The government has been creating tax loopholes for business while clamping down on regular taxpayers

How much income tax do you pay? Forty per cent? More? Lately the government has become obsessed with making everyone pay their fair share. It set up a snitch line for tax cheats just last month, with Revenue Minister Kerry-Lynne Findlay announcing she would “aggressively” pursue those who aren’t paying every penny they owe. No more offshore tax shelters in the Cayman Islands or stuffing numbered Swiss bank accounts full of cash: the age of tax leniency is over.

That is, if you’re a person. If you’re a corporation, it’s a different story. Because quietly, while the government has been clamping down on regular taxpayers, it’s been busy creating new tax loopholes for business. The result? According to an exclusive Canadian Business investigation, some Canadian corporations are now paying virtually no taxes at all.

It’s hard to believe, but you can see the numbers for yourself in our special report, which is broken up by company in the navigation menu above. We independently scoured the financial statements of select large corporations in Canada to come up with a shortlist of 15 companies that are using legal strategies to achieve unbelievably low tax rates. For instance, we found that Canadian Pacific Railway paid an average effective cash tax rate of just 1.8% over the past decade. Manitoba Telecom paid 4.1%. Gildan Activewear paid 5.5%. And First Capital Realty has gone for years without paying any cash taxes at all.

These companies are using several different strategies to lower their taxes, but the government just keeps adding to their arsenal. A new policy that just came into effect in 2009 allows Canada to sign tax information exchange agreements with countries such as Bermuda, the Cayman Islands and the Isle of Man. It was intended to allow authorities to ferret out scofflaws hiding their money in offshore accounts. Instead, it ended up allowing companies to set up subsidiaries in these jurisdictions and bring their profits home tax-free.

Companies that do so are not breaking the law. The problem is that only certain types of businesses can take advantage of these agreements, which results in a corporate tax system that is neither transparent nor fair. Corporations like Gildan Activewear, which was able to structure itself so that its worldwide sales are managed out of an office in Barbados, are able to reduce tax rates to single digits, while those who continue to manage sales out of Canada have to pay millions more. By implementing this policy, the government is literally providing a strong cash incentive for companies to move operations out of the country.

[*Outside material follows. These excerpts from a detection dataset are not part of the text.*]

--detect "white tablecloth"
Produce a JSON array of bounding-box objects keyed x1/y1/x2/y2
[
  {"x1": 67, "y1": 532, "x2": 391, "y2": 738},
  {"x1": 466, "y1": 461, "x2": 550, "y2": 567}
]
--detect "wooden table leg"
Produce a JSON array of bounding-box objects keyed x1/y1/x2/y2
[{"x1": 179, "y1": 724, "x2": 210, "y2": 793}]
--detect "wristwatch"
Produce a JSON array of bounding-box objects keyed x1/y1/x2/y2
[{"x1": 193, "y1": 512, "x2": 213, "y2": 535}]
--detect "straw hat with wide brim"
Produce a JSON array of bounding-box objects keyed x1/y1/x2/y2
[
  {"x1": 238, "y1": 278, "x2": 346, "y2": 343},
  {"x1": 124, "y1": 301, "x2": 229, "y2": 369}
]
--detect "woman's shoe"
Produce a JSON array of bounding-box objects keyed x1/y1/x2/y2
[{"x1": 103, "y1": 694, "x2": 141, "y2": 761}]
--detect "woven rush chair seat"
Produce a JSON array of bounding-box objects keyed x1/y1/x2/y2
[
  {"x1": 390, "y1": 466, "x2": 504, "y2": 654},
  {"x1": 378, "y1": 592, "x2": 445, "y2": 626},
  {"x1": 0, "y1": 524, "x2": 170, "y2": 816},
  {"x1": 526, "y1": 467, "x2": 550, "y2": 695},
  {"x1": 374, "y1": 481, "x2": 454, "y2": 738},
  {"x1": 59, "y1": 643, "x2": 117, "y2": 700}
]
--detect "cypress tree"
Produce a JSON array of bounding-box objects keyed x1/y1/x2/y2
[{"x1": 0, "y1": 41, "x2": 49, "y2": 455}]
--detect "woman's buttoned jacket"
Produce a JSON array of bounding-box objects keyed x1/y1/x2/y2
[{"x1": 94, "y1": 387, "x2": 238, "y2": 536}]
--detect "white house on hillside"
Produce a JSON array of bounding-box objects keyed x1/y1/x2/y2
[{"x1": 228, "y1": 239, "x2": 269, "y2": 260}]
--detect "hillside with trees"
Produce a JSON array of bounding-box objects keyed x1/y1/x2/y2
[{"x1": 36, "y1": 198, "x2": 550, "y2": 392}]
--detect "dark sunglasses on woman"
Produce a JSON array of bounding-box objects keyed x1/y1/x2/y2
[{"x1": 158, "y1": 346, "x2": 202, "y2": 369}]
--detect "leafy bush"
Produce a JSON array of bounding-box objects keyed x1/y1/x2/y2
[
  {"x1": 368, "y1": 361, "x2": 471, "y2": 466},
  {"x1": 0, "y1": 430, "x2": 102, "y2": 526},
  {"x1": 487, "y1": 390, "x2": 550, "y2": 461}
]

This is not part of a larger government strategy to help Canadian businesses compete in a global marketplace. It’s the result of sloppy policy and backroom negotiations. It in no way helps to promote business as a whole, and only exists because most regular Canadian taxpayers are not aware that it’s going on.

When the Guardian newspaper in Britain revealed that Starbucks had paid just £8.6 million in taxes on £3 billion in U.K. sales since 1998, there was a public outcry, and a committee of MPs released a report accusing the coffee chain of an “immoral” use of royalties, secretive jurisdictions and Byzantine company structures to avoid paying taxes on British profits. It will be interesting to see how Canadians react when they discover that not only are some Canadian corporations paying tax rates that are almost as low—their own government is helping to make it all happen.